Remedies and Conclusion
A comprehensive strategy to end child labour in Bangladesh must simultaneously reduce the economic pressure that pushes children into work and increase the quality and attractiveness of the educational alternative. Conditional cash transfer programmes — which provide regular payments to poor families in exchange for keeping children enrolled in school — have been shown in multiple countries to reduce child labour rates meaningfully. Bangladesh's own stipend programme for girl students at secondary level demonstrated the power of this mechanism; an expanded, well-funded version targeting all poor children of both genders at primary and secondary level would be a transformative investment.
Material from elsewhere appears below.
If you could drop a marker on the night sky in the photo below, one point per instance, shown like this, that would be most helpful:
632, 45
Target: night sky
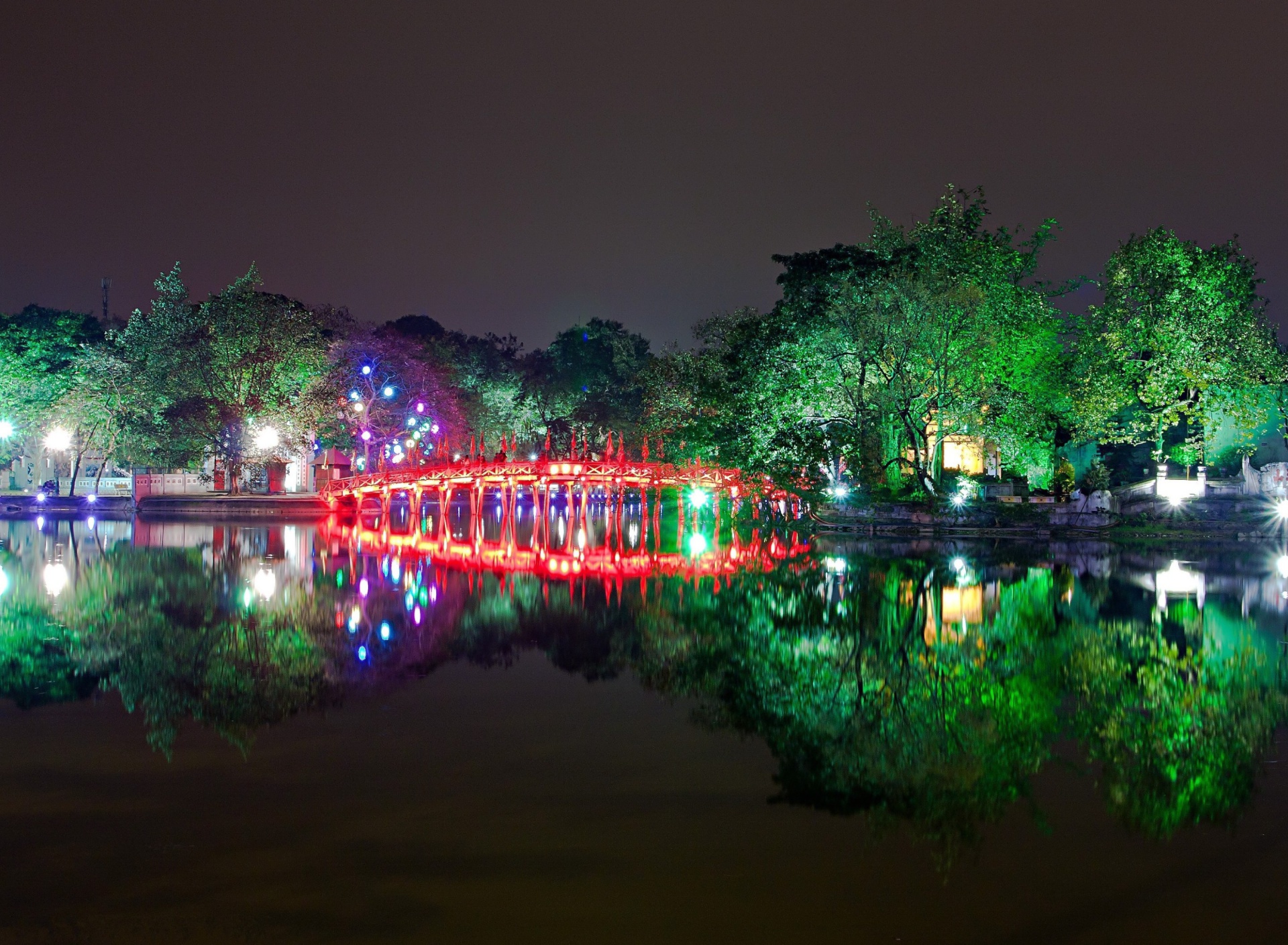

The quality of schooling matters as much as enrolment. A child who attends school but learns little will struggle to remain enrolled when economic pressure mounts. Investing in teacher training, school infrastructure, and curriculum relevance — so that children and parents see genuine value in completing their education — is essential to sustaining attendance over time. Mid-day meal programmes in schools serve a dual function: they incentivise attendance among children from food-insecure households and improve the nutritional status and cognitive capacity of learners.
On the enforcement side, the labour inspectorate must be expanded and equipped to reach the informal workplaces where most child labour occurs. Community-based monitoring systems, in which local volunteers or social workers report suspected child labour through a simple digital interface, can extend the reach of formal inspections at low cost. Penalties for employers found using child labour must be substantial enough to deter the practice, and prosecutions must be visible enough to signal that the law is genuinely enforced. Public awareness campaigns that frame child labour as a rights violation — and that celebrate families who keep their children in school despite financial hardship — can gradually reshape the social norms that currently normalise early work. The goal is a Bangladesh in which every child's right to education, health, and a full childhood is not a legal aspiration but a lived reality.
Frequently Asked Questions
Child labour is work performed by children that is harmful to their health or development and that interferes with their education. The Bangladesh Labour Act of 2006 sets fourteen as the minimum age for light work and prohibits hazardous work for those under eighteen.
The primary cause is poverty: families unable to survive on adult incomes send children to work. Other causes include inadequate access to quality schooling, weak enforcement of labour laws, and social norms that normalise early work.
Child labour causes physical injury and disease, psychological harm, loss of education, and restricted future earning potential. Working children typically become low-wage adults who may repeat the cycle with their own children.
Effective measures include conditional cash transfers that incentivise school attendance, improved quality of public schooling, expansion of labour inspections into the informal sector, and community awareness campaigns that present education as the right path for every child.